But does make for a nice Christian redemption story...
In the early 1980s, Cleaver became disillusioned with what he saw as the commercial nature of evangelical Christianity and examined alternatives, including Sun Myung Moon's campus ministry organization CARP, and Mormonism.

Cleaver was then later baptized into The Church of Jesus Christ of Latter-day Saints (LDS Church) on December 11, 1983, periodically attended regular services, lectured by invitation at LDS gatherings, and was a member of the church in good standing at the time of his death in 1998.
By the 1980s, Cleaver had become a conservative Republican. He appeared at various Republican events and spoke at a California Republican State Central Committee meeting regarding his political transformation. In 1984, he ran for election to the Berkeley City Council but lost. Undaunted, he promoted his candidacy in the Republican Party primary for the 1986 Senate race but was again defeated.
or not?
In 1988, Cleaver was placed on probation for burglary and was briefly jailed later in the year after testing positive for cocaine. He entered drug rehabilitation for a stated crack cocaine addiction two years later, but was arrested for possession by Oakland and Berkeley Police in 1992 and 1994. Shortly after his final arrest, he moved to Southern California, falling into poor health.

It's surprising he made it to age 62. So he made himself a sociopathic superman to fight the good fight against oppressive culture, but was corrupted in the end like all the rest, by the white man's drugs.

Ares Olympus said...

p.s. Here's the 1986 interview and quote

REASON: Did the Panthers try to provoke violence? Was that part of the strategy?

Cleaver: Sure it was part of the strategy. It was using the theories of revolutionary violence. A lot of people don't like to give us credit, but in America you had some of the best-educated revolutionaries in the world—even better-educated than some successful revolutionaries in other countries.

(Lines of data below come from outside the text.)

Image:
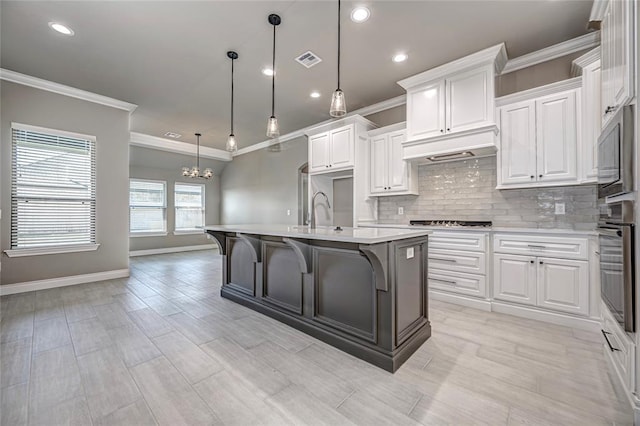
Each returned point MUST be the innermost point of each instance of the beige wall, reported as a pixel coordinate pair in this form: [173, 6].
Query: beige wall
[36, 107]
[171, 176]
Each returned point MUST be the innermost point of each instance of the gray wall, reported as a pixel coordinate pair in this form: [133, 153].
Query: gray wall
[171, 176]
[27, 105]
[466, 190]
[260, 186]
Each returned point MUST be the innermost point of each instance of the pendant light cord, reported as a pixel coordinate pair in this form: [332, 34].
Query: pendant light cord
[338, 44]
[232, 60]
[273, 76]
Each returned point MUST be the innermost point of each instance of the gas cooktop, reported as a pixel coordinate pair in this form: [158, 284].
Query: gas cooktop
[450, 223]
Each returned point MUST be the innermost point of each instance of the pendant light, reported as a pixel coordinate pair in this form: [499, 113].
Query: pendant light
[232, 146]
[338, 105]
[194, 172]
[272, 125]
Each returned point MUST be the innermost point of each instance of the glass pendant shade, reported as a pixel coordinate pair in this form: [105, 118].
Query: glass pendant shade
[338, 105]
[231, 143]
[272, 127]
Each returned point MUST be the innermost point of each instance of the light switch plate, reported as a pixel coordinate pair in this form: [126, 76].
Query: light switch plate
[410, 253]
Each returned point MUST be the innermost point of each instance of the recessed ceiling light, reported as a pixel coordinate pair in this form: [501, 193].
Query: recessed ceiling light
[400, 57]
[62, 29]
[360, 14]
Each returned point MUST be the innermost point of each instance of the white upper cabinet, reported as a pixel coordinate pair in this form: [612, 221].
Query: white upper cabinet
[332, 150]
[618, 59]
[425, 111]
[588, 68]
[389, 173]
[518, 136]
[556, 140]
[468, 102]
[450, 109]
[539, 135]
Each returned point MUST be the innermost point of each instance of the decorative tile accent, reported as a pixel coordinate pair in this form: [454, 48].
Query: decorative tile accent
[466, 190]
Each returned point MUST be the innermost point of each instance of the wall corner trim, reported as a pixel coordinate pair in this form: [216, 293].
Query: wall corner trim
[586, 41]
[62, 281]
[166, 250]
[162, 144]
[61, 89]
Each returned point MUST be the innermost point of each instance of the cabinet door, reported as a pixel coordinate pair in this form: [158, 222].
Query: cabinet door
[563, 285]
[556, 140]
[467, 100]
[517, 143]
[379, 163]
[515, 278]
[319, 152]
[397, 168]
[591, 120]
[425, 111]
[606, 32]
[342, 144]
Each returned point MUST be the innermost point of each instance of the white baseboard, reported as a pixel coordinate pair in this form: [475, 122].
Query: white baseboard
[62, 281]
[551, 317]
[483, 305]
[172, 250]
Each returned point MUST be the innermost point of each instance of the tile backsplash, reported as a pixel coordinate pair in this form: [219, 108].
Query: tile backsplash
[466, 190]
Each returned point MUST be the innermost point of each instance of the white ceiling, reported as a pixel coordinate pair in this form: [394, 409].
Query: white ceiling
[169, 57]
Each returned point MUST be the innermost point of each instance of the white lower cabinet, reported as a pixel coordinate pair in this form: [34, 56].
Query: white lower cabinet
[514, 278]
[538, 276]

We studied the experiences of these other countries and we knew the theories of guerrilla warfare and Marxism and Leninism and people's war, and we definitely were not sitting back waiting for the authorities to attack us.

We used to lie about it, because the information was a weapon also.

We would go out and ambush cops, but if we got caught we would blame it on them and claim innocence. I did that personally in the case I was involved in.

REASON: The Bobby Hutton case?

Cleaver: Yes. We went after the cops that night, but when we got caught we said they came after us. We always did that. When you talk about the legacy of the '60s, that's one legacy. That's what I try to address, because it helped to distort the image of the police, but I've come to the point where I realize that our police department is necessary.


sestamibi said...

Surprised you wrote this without reference to David Horowitz, who has discussed his relationship (and disillusionment) with the Panthers quite extensively:

Ironic, also that a team called The Panthers, often described in upscale circles as the "blackest team in the NFL", played uncharacteristically badly in the Super Bowl last Sunday and didn't take their loss well at all.